Wednesday, August 18, 2010

Everything Works if You Let It

I had someone I've known for sometime stop me over the weekend while I was in the grocer's to tell me he didn't realize I was such a 'big fan of City Hall Knows Best.' I told him I didn't know what he meant and he suggested some of my more recent Wednesday Whines have been, as he phrased it, 'just commercials for even more government and taxpayer-funded projects that won't work.' Well, shiver me timbers, matey; I think one of us is reading somebody else.

I don't have a particular politics, especially when we're talking my local zip code. When cornered, I will admit to being a Relentless Pragmatist. I think if you look at the correspondence between the The Founders, the documents they used to create this nation to and through The Federalist Papers, they weren't too keen on ivory tower concepts preferring down-to-earth as they built this Republic. I don't think I'm alone in NOT seeing government, at any level, as either the solution to every problem or the obstacle to finding solutions.

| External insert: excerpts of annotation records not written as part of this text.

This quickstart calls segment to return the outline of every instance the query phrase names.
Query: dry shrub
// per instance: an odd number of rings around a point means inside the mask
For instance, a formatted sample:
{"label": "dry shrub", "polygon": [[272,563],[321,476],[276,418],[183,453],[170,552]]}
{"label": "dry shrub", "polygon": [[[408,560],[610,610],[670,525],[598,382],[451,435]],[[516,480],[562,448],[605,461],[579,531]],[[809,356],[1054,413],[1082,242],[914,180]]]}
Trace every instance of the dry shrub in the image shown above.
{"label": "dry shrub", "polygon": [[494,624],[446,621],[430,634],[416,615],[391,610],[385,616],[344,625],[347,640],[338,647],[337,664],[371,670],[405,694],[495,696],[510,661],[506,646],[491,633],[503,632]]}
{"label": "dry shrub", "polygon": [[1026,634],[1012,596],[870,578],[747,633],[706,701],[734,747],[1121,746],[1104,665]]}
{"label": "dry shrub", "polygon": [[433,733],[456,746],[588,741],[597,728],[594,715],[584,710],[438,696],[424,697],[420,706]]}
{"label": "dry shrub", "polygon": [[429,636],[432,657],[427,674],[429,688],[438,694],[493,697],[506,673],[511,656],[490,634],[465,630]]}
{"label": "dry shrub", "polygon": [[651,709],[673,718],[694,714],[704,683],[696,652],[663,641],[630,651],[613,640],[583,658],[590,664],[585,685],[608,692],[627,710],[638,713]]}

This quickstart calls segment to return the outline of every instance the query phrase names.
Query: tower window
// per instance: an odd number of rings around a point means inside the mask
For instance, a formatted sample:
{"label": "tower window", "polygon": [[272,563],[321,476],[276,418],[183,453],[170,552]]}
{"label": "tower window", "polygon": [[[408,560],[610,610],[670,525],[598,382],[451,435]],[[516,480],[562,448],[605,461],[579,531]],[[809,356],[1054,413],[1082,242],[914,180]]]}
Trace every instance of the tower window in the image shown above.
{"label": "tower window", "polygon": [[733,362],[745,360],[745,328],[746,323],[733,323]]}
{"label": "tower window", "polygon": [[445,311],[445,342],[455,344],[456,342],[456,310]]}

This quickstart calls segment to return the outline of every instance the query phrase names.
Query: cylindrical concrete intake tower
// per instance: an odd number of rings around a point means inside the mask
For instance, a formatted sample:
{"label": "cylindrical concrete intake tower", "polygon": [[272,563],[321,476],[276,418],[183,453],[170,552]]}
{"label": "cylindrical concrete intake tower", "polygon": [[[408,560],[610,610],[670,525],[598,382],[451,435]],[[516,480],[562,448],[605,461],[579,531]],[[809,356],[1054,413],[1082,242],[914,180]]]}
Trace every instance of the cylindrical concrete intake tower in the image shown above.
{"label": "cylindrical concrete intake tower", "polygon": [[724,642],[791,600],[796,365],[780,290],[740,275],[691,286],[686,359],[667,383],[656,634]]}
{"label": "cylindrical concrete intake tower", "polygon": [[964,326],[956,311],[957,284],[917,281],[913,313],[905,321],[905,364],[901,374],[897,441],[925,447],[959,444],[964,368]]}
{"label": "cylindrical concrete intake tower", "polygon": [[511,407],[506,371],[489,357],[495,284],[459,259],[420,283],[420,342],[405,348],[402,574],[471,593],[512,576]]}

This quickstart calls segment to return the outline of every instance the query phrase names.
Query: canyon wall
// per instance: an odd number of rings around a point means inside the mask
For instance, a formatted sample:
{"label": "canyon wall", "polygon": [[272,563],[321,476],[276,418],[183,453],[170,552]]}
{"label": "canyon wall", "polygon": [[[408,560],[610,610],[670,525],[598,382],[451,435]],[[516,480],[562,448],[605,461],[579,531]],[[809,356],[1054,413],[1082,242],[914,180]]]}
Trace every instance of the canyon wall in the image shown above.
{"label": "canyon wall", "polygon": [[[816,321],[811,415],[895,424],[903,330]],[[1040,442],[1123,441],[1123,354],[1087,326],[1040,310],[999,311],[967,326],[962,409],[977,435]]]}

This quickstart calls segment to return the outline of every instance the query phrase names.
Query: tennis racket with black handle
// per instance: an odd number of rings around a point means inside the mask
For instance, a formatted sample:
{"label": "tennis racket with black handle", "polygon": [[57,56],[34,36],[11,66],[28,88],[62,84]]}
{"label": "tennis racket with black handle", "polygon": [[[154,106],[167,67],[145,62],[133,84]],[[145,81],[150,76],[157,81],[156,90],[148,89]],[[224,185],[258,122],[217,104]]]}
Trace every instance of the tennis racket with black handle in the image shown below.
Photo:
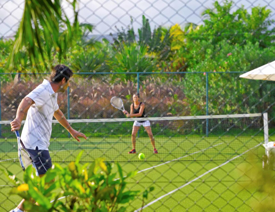
{"label": "tennis racket with black handle", "polygon": [[31,166],[32,174],[34,175],[38,176],[38,172],[37,171],[35,164],[32,161],[31,156],[20,138],[19,132],[16,130],[15,131],[15,132],[17,137],[18,145],[18,157],[19,158],[19,161],[20,162],[22,169],[23,171],[24,171],[29,166]]}

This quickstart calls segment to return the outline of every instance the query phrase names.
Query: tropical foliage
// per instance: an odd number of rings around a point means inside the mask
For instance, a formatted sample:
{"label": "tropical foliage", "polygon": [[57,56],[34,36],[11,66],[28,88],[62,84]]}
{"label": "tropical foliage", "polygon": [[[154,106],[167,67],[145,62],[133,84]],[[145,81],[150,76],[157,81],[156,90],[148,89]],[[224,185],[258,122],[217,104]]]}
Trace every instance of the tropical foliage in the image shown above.
{"label": "tropical foliage", "polygon": [[[34,176],[29,167],[24,173],[23,183],[8,171],[2,170],[15,186],[10,193],[25,199],[24,208],[28,211],[125,211],[125,203],[140,193],[127,188],[126,181],[135,172],[124,176],[117,163],[119,178],[116,179],[117,173],[112,173],[113,164],[98,158],[81,165],[79,161],[82,153],[65,168],[54,164],[41,177]],[[153,189],[144,191],[143,202]]]}
{"label": "tropical foliage", "polygon": [[[189,23],[184,28],[177,24],[167,28],[160,26],[153,30],[149,20],[143,16],[139,29],[134,29],[131,23],[126,29],[118,29],[117,35],[112,35],[113,40],[99,41],[88,36],[92,26],[79,22],[76,1],[71,3],[75,12],[73,24],[68,22],[59,1],[42,1],[48,4],[43,11],[36,10],[35,4],[25,3],[15,40],[0,41],[4,53],[0,57],[0,72],[48,72],[49,67],[43,64],[64,63],[75,72],[86,73],[78,75],[84,81],[76,78],[76,81],[89,82],[92,78],[98,85],[95,90],[89,87],[91,83],[82,83],[82,87],[78,87],[92,96],[90,100],[78,99],[83,96],[82,92],[72,92],[71,100],[77,99],[76,104],[79,101],[88,106],[95,95],[101,97],[99,93],[107,90],[114,94],[121,93],[130,100],[129,96],[137,92],[138,86],[136,74],[131,73],[142,72],[139,76],[140,93],[155,108],[150,111],[158,115],[163,114],[162,111],[174,115],[205,115],[207,106],[209,114],[261,112],[275,101],[273,92],[270,92],[272,82],[240,79],[239,73],[228,73],[248,71],[275,60],[275,28],[272,28],[271,11],[266,7],[254,7],[251,12],[243,7],[233,11],[233,2],[216,1],[212,8],[202,13],[202,24]],[[30,25],[26,21],[33,14],[31,19],[37,20],[37,25]],[[55,14],[48,27],[46,20]],[[27,37],[24,34],[26,33],[22,31],[23,26],[29,26],[27,28],[31,32],[28,34],[31,36]],[[52,36],[49,35],[50,33]],[[161,73],[167,72],[175,74]],[[94,74],[97,72],[129,73]],[[158,74],[149,75],[149,72]],[[10,77],[1,77],[10,80]],[[121,83],[120,89],[113,86]],[[97,105],[105,101],[97,101]],[[169,103],[163,108],[164,102]],[[82,107],[87,108],[86,104]],[[85,113],[80,113],[83,115]],[[97,117],[107,115],[98,113]],[[79,115],[79,112],[75,114]]]}

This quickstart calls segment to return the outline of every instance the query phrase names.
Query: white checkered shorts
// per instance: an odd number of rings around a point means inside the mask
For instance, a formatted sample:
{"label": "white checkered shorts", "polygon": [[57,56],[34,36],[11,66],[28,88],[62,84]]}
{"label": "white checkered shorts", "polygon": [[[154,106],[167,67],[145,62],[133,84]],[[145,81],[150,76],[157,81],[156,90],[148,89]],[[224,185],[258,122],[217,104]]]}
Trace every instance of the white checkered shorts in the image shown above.
{"label": "white checkered shorts", "polygon": [[137,127],[140,127],[141,125],[144,127],[149,127],[151,126],[150,124],[150,121],[145,121],[144,122],[140,122],[137,121],[135,121],[134,122],[134,126]]}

I don't pretend to know if it's us or the times in which we live, but we (and I mean all of us across the country and not just here in The Rose City) suffer from selective memory while also lacking the capacity to forgive. Not even a year ago, we elected a substantially different City Council than we had previously. One of the promises each of those elected had made while a candidate was to do what he/she felt best to advance Norwich economically, politically, emotionally and socially. That promise is the critical component in making our government work.

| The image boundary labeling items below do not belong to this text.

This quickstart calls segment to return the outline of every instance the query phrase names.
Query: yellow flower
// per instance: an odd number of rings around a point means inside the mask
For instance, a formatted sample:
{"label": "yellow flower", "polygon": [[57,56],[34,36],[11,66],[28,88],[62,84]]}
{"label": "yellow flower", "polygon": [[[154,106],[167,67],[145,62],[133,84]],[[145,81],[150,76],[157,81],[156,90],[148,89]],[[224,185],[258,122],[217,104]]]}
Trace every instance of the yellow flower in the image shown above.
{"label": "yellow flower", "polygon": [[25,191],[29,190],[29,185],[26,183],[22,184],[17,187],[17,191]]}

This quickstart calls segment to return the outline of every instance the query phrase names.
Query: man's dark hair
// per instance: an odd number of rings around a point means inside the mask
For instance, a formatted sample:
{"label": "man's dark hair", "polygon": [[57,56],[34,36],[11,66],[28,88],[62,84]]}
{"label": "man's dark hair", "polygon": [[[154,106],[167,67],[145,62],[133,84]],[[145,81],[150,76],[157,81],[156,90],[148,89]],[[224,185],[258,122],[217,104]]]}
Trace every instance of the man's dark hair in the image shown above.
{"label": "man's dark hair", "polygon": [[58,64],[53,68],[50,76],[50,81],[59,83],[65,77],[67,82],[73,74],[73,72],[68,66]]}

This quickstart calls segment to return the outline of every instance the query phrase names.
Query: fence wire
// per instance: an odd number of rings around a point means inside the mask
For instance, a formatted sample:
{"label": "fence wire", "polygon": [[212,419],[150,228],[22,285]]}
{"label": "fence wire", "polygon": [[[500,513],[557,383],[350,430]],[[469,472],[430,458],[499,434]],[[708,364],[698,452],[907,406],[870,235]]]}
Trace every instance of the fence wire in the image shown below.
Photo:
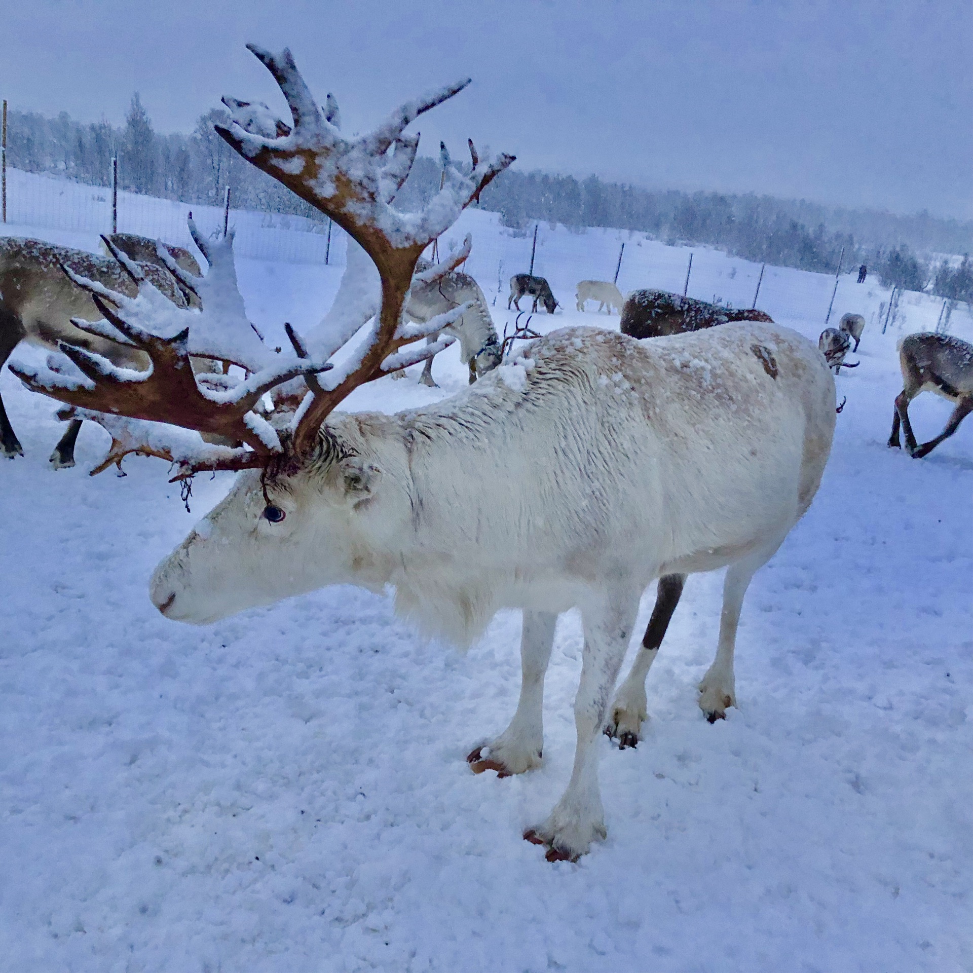
{"label": "fence wire", "polygon": [[[120,190],[119,233],[139,234],[176,246],[189,246],[186,217],[192,211],[199,229],[222,233],[223,208],[161,199]],[[107,234],[112,231],[112,191],[53,176],[7,170],[7,226],[10,230],[67,230]],[[327,221],[318,223],[287,213],[231,209],[235,250],[250,260],[291,264],[344,264],[346,237],[332,226],[329,246]]]}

I leave to your judgment what has happened, or not happened beyond our City limits-I have just the right size brain to think locally, and so that's what I do. All of us have to believe those whom we elect to the City Council or the Board of Education will do the best they can for all of us, to the best of their ability, always (or at least more of the time than they won't). Many of us voted for the very people whom, in recent months we've had less than kind thoughts and words about for their attempt to master economic challenges none of us could have possibly imagined. 

Too often we've become so partisan, even in much of what goes on in our State Capital, that I wonder what's gotten into us. We're spectators, actually consumers, of political campaigns where a candidate decides 'for me to look good, my opponent needs to look bad' and no issues of substance are ever debated or even mentioned. As awful as that is, in terms of tone and tenor of a campaign, it's even worse for us, those who must decide for whom to vote and choose a direction when everyone is leading us in circles.

This election we are choosing a Governor, Senator, Congressional representative and populating a whole new statehouse, upper and lower chamber, as well as literally dozens of other offices and deciding local ballot initiatives. To my grocery buddy, with his not-so veiled reference to the referendum questions to stimulate private sector investment in Norwich by using public money to strengthen infrastructure, I, too am tired of throwing tax money behind ideas that couldn't (and didn't) work. 

Having watched all the hard work (to include a bit of shouting and some storming about) accomplished since last winter to create the strategy that became the bond questions discussed at Monday's public hearing, for me the choice is simple, especially since I already know what happens when we do nothing.